Kultur | Salto Weekend

Die Alpen in der Antike

Ralf-Peter Märtins letztes Werk: Über den Schlern als Opferstelle, Mautgebühren in der Antike und die Frage, warum der Vinschgau im alten Rom in aller Munde war.
Hannibals Übergang über die Alpen, kolorierter Holzschnitt von Heinrich Leutemann, 1866
Foto: heinrich Leutemann

Die Antike ruft bestimmte Bilder in uns hervor: vermeintlich weiße Tempel, lange, wehende Gewänder, Weintrauben und Philosophen unter Olivenbäumen; wie Urlaub in Griechenland eben. Man glaubt es kaum, aber abseits der mediterranen Landschaften der Antike existierten bereits die Alpen! Schon mal überlegt wie es damals bei uns hier in Südtirol aussah?

 

Der deutsche Historiker Ralf-Peter Märtin widmet sich im Buch Die Alpen in der Antike genau dieser Frage. Bis zu seinem Tod 2016 arbeitete er an diesem letzten großen Werk, das nun, postum und ergänzt durch ein Nachwort von Christoph Ransmayr, erschienen ist.

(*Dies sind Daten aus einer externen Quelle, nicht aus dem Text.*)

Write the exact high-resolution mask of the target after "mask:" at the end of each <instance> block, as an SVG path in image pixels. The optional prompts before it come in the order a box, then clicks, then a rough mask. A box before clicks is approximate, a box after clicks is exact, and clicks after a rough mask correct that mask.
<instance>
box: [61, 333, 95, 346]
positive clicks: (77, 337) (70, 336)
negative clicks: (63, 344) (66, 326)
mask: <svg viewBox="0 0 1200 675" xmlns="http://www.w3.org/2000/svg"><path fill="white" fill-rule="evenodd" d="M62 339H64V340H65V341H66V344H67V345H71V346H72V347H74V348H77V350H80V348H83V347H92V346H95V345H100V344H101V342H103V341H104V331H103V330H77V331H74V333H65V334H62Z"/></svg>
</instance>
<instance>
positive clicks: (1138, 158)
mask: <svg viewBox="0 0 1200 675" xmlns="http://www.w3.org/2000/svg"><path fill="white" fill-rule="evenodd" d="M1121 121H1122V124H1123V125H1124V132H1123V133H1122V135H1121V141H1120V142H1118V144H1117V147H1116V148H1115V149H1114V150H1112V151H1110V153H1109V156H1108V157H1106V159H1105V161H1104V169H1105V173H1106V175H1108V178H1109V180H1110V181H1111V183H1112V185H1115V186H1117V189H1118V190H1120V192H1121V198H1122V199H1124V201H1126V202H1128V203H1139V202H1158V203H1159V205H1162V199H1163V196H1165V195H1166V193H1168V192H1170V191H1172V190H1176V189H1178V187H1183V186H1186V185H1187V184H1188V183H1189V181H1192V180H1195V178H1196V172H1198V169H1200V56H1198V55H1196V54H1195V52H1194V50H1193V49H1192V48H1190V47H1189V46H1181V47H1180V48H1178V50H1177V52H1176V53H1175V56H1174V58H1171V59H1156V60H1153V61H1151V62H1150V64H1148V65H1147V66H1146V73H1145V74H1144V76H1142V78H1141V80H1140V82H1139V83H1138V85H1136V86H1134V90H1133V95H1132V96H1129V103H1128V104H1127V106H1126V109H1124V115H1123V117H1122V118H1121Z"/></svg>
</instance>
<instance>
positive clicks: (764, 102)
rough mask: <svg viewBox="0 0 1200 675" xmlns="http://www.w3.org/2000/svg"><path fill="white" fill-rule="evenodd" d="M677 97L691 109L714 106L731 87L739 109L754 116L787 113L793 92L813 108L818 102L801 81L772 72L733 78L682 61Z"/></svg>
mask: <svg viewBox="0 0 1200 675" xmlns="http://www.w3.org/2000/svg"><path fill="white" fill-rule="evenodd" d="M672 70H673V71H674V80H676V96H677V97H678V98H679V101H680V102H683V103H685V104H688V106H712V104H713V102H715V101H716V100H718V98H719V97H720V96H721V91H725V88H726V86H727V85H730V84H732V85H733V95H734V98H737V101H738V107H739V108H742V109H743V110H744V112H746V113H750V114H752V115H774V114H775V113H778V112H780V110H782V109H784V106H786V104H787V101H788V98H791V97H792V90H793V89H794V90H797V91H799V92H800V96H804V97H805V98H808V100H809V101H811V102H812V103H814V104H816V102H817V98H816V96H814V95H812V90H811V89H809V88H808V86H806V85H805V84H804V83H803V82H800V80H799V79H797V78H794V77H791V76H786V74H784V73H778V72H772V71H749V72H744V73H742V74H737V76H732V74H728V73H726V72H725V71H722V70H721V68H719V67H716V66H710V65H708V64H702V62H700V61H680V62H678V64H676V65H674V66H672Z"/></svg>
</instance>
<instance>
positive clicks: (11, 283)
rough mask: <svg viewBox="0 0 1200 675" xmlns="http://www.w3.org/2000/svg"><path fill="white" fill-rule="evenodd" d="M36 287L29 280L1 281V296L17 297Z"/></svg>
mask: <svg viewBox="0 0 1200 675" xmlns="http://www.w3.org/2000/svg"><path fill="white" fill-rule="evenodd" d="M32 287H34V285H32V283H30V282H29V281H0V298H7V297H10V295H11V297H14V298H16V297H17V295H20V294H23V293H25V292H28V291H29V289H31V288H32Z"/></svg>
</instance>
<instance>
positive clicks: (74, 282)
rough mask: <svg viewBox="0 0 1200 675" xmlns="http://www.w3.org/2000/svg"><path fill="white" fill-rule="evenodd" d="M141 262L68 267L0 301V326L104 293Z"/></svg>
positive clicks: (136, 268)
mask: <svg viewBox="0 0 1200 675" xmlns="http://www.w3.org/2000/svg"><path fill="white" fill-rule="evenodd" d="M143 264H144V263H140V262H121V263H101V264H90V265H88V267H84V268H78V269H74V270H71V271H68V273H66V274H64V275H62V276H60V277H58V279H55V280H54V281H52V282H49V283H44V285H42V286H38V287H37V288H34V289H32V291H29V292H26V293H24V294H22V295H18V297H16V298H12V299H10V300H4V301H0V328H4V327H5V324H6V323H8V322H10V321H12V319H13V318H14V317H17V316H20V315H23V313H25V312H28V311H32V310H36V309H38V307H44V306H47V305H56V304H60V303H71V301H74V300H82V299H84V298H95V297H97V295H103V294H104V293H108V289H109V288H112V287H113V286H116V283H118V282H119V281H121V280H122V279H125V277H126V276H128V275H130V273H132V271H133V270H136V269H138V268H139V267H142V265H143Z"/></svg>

Die Antike war das Zeitalter des Flachlandes, die Alpen wurden nicht allzu sehr geschätzt: Für den Handel waren sie ein Hindernis und auch als Schutzwall der Verteidigung erwiesen sie sich als unbrauchbar: die vielen Täler und Bergpässe erhöhten die Möglichkeit eventuelle Verteidigungsstellungen zu umgehen. So kam es, dass für die Antike die hohen Berge, die wilden und gefährlichen Wälder den Göttern gehörten; die zivilisierten Ebenen und Kulturlandschaften den Menschen.

Natur ist für die Alte Welt immer Wildnis

Gegen Ende der Eiszeit, um 13.000 v. Chr., dringen die ersten Jäger in den Alpenraum vor. Um das Zeitverhältnis zu realisieren: Ötzi lebte erst 10.000 Jahre später! Märtin beginnt die Erzählung zur Kultivierung der Alpen mit diesem Zeitalter. Wissenschaftlich und doch unterhaltsam arbeitet er sich von den ersten Pfeilfunden und Felszeichnungen bis in die Antike vor. Auch Ötzi wird natürlich nicht außer Acht gelassen, seine Fingernägel spielen dabei jedoch keine Rolle.

Das Buch gibt einen Einblick der weit über die Aufzählung historischer Fakten hinausgeht. Kulturelle, soziale, geografische und sogar geologische Aspekte der Geschichte treffen aufeinander und ergänzen sich. Wer hätte sich gedacht, dass es bereits um 5.000 v. Chr. zu einem Treibhauseffekt kam? Durch die Abholzung der Wälder, für Ackerland und Viehweiden, stiegen die CO2 Werte. Die jungsteinzeitlichen Völker nutzen den Klimawandel zu ihren Vorteil aus: das feuchtwarme Klima und die steigenden Temperaturen hoben die Baumgrenze an und erstmals konnten nun auch Schafe in den Alpen gezüchtet werden. Und wer jetzt denken sollte, dass der Klimawandel gut sei, weil es ohne ihn keine Schafe gäbe, dem wird das Buch Die Alpen in der Antike besonders nahegelegt.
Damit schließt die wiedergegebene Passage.